La République de Turquie est constitutionnellement un État « laïc » reconnaissant la liberté de croyance, mais le conflit entre les droits et les pratiques se manifeste tant sur le plan politique que dans la sphère juridique, en particulier au cours des 20 dernières années.
La reconnaissance officielle des nouveaux mouvements religieux en Turquie, la position de la Diyanet (Présidence des affaires religieuses) sur ce sujet et la manière dont ces religions sont soumises au contrôle de l'État sont des questions controversées. Ces mouvements doivent suivre un processus de demande d'enregistrement auprès des autorités compétentes pour être reconnus officiellement. Toutefois, ce processus est soumis à l'avis de la Diyanet, ce qui conduit de nombreux groupes à rester dans l'informalité. À l'heure actuelle, seules huit religions sont reconnues en Turquie. La Diyanet est connue pour être sceptique à l'égard des nouveaux mouvements religieux et des spiritualités et les considère souvent comme une menace pour la société turque majoritairement musulmane sunnite.
Par ailleurs, certaines politiques étatiques tendent à privilégier l'enseignement religieux islamique au détriment des autres croyances. Par exemple, alors que la simple déclaration des parents suffisait auparavant pour dispenser leurs enfants des cours de culture religieuse islamique, certaines écoles exigent désormais des preuves tangibles, telles qu'un certificat de baptême, restreignant ainsi la liberté religieuse et compliquant la reconnaissance des nouvelles croyances.
Depuis le début des années 2010, la vague migratoire provoquée par la guerre en Syrie a conduit de nombreux réfugiés à s'installer en Turquie, un phénomène qui s'est intensifié avec l'arrivée massive d'Afghans. Ce contexte migratoire a entraîné une radicalisation des discours au sein des groupes nationalistes turcs. Certains politiciens nationalistes comme Ümit Özdağ ont construit leurs discours autour de la promesse de renvoyer les migrants, renforçant ainsi une approche nationaliste et conservatrice. Dans ces cercles, une réaction contre « la religion des Arabes » se manifeste de plus en plus, poussant certains individus à chercher une alternative identitaire dans le tengrisme, perçu comme la religion ethnique des Turcs.
Dans le cadre de cette recherche, en se référant aux trois sphères utilisées par Akgönül (2022), à savoir politique, juridique et sociétale, l'examen des nouvelles dynamiques de reconnaissance des religions, surtout celles hétérodoxes sera entrepris dans une Turquie où l'islamoconservatisme a pris une ampleur considérable. Étant membre du Conseil de l'Europe et faisant l'objet des arrêts importants de la Cour européenne des Droits de l'Homme concernant la liberté de pensée, de conscience et de religion (Art. 9), la Turquie offre un terrain propice à l'étude approfondie de ces questions. Les affaires portées devant les tribunaux pour obtenir la reconnaissance étatique des religions minoritaires méritent une attention particulière sur le plan juridique.

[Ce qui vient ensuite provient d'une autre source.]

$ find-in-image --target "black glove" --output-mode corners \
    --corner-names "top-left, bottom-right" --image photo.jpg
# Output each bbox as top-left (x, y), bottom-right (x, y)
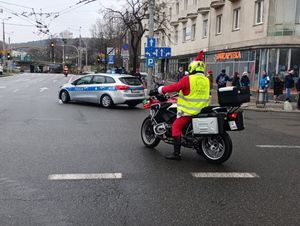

Cette étude examinera également les processus par lesquels les religions acquièrent une reconnaissance de la part de l'État en Turquie. Des cas spécifiques, comme la reconnaissance du confucianisme, une philosophie sans adepte connu en Turquie, en tant que religion, alors que le néotengrisme, bien qu'ayant des adeptes, n'a pas encore atteint une pleine reconnaissance, seront également abordés.